I saw restaurants delivering trays of free food to shelters, shop owners donating their wares, students helping clear molding drywall and deacons delivering bottled water.

I saw community leaders; Girl Scouts; members of the Baptist, African Methodist Episcopal and Church of Jesus Christ of Latter-day Saint churches; people from Bloomberg Philanthropies, the fashion industry and volunteers from as far away as Israel come to our aid.

I saw families who’d lost everything they owned reach out and give of themselves freely to neighbors who somehow had it even worse than they did.

I saw one city become one people and rise above a 1,000-year flood with 1,000 simple acts of kindness and that — more than road closures or insurance claims — is the story of October 2015.

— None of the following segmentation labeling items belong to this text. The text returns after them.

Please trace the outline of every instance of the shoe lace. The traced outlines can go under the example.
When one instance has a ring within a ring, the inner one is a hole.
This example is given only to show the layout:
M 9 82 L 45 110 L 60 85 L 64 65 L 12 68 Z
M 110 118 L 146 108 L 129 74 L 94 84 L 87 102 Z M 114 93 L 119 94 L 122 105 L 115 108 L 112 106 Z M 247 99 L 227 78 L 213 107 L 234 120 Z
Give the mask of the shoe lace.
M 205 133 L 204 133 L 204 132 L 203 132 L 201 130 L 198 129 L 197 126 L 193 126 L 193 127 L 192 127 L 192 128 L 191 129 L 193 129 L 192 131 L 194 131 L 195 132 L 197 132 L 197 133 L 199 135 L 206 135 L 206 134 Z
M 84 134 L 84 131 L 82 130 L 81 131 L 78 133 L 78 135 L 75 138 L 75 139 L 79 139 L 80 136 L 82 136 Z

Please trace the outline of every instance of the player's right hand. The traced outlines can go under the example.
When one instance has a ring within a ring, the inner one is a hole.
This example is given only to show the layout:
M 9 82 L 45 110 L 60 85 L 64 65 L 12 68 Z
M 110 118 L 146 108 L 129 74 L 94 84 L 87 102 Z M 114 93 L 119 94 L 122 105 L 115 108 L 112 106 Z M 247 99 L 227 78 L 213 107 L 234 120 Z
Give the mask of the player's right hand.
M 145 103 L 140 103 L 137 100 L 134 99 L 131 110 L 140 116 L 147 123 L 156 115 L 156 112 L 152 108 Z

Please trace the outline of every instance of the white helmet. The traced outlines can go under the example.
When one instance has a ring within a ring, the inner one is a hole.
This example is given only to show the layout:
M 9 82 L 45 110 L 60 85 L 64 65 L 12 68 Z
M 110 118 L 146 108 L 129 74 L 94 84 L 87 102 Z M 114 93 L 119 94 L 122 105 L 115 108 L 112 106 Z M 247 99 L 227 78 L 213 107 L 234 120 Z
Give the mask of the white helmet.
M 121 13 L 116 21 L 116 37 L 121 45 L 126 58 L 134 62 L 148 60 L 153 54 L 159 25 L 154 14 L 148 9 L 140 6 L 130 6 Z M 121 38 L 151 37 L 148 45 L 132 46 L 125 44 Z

Ten years later, that’s the story we need to remember because we don’t see it much when we look at each other right now. It’s hard to remember that no one asked who you voted for before they let you into the emergency shelter and that the troops deployed during the flood were driving water trucks, not carrying assault rifles.

It’s hard to remember, and maybe there are some who’ll say that’s not who we are anymore. But I don’t believe that. I believe we are our brothers’ keepers and our sisters’ keepers, a fabric of families and individuals from across the wide spectrum of separate circumstance, beholden only to each other, woven free and indivisible into the greater whole of community.

Even with all the shouting and the slogans and the violence and the hate we see right now, I still believe that with all my heart. I believe it because I’ve seen it with my own eyes.

We just need to remember.

Steve Benjamin was mayor of Columbia from 2010 to 2021.